Head into settings > display > and lower the brightness to 40% or so, rather than automatic, which can also improve battery life and extend the phone usage into the next day without a recharge. Then of course turning off location data inside apps like Facebook, changing how often Twitter or other social sites sync or check for notifications, or anything else that wakes up your phone to use data. Manage all of these to your own personal preference, to get the most battery life.
Thankfully the Moto X has pretty excellent battery life from our initial impressions, and most average users will get more than 24 hours out of a single charge. It will last through a busy day at work, and recharges quick when you need a few more hours.
Moto Assist & Migrate
There is a round icon and app called “Moto” that lets you turn on lots of neat features for customization and hands-free tools that makes the Moto X special. This will let you wave at your phone using gestures for certain things, say “Hello, Moto” to turn on voice controls and make calls or send texts without ever touching or unlocking your device, and more.

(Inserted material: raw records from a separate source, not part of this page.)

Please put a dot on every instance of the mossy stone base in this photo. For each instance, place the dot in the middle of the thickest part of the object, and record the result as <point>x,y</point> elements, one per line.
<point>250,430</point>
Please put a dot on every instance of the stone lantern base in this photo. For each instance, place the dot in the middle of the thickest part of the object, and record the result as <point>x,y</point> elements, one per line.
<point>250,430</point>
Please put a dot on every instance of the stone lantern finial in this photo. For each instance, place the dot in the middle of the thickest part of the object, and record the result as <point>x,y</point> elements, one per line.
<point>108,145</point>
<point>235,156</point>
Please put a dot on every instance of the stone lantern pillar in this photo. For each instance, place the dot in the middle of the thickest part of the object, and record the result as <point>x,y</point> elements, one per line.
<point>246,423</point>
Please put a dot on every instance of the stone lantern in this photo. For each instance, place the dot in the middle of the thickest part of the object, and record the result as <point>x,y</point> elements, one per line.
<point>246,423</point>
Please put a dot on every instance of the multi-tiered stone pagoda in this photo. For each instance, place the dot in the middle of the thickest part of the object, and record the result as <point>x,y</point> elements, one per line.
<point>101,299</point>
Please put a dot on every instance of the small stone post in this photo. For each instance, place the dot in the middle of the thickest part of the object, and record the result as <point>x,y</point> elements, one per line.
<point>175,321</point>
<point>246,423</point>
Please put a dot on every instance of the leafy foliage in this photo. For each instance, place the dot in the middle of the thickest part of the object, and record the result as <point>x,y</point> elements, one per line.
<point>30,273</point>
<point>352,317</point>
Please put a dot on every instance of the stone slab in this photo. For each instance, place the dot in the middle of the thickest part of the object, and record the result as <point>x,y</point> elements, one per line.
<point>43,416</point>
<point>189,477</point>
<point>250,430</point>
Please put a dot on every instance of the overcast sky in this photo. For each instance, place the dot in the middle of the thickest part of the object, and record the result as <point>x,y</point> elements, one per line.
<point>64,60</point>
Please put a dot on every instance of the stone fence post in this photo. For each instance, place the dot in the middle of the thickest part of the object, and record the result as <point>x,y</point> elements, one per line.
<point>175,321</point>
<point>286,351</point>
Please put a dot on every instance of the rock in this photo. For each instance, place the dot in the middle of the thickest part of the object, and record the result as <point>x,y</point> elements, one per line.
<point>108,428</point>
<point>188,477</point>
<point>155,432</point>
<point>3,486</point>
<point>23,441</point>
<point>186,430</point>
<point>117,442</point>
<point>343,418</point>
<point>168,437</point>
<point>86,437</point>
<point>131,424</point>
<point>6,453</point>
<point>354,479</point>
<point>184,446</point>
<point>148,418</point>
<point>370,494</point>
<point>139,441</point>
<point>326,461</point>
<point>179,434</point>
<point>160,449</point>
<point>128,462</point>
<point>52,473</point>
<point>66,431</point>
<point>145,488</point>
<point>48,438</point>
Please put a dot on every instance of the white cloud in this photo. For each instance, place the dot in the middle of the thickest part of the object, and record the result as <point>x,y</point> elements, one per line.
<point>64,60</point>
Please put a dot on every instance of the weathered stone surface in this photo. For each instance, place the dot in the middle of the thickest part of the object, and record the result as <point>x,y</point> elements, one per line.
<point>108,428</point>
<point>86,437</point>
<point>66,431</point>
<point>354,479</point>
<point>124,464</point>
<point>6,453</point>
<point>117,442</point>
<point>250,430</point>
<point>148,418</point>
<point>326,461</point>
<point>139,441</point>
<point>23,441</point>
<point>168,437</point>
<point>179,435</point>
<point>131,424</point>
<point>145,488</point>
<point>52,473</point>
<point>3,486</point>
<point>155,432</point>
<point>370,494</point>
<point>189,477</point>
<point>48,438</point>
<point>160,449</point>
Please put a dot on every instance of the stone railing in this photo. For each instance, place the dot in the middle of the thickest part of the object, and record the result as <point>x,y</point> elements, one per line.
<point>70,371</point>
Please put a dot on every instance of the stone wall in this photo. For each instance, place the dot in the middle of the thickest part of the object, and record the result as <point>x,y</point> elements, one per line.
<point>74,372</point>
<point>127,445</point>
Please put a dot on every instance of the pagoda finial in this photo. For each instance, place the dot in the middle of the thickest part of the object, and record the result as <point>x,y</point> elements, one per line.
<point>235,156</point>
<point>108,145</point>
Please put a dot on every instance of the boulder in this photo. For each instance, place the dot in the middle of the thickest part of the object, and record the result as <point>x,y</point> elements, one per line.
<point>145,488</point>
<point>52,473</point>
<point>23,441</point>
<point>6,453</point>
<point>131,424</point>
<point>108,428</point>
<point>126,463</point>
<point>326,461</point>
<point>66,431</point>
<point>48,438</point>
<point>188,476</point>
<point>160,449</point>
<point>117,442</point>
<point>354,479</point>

Go ahead and tap the Moto icon and go through setup. Once this is all done you’ll quickly realize this is one powerful smartphone that was absolutely worth the $399 you spent on it. Things like twisting your wrist to launch the camera, hands-free voice controls, do a chopping motion while holding it to turn on the flash for a flashlight and more. There’s also a Migrate app and tool to transfer data, pictures, contacts and more from other devices, or from iOS.
A Few More Things
To end we have a few other things some owners may want to consider. Google Now is an excellent option, and customizing Moto’s app, widgets, and notifications settings are all pretty simple. We’d also recommend trying out some 3rd party keyboard options, and customizing it with apps from the Play Store.
Thanks to being a stock device there’s no bloatware to worry about, or carrier apps everywhere. It’s pure stock Android. That said, try different keyboards, text message apps, different clocks, widget packs and more. After you’ve done everything mentioned above users should thumb through settings just to get familiar with the phone.
If this is your first smartphone, don’t worry, it only takes a few days to master flipping through screens and launching apps, digging in settings, or typing on the touchscreen. The Moto X is fast, responsive, and is a great all-around smartphone.
Our last tip though, is using the included wall charger. This is a Turbo Charger, which charges the phone 60% faster than most older devices. Owners can also buy any “Qualcomm Quick Charge 2.0” certified car or home charger from Amazon to get the same fast charging. It makes a huge difference, and you’ll want one for every room in the house.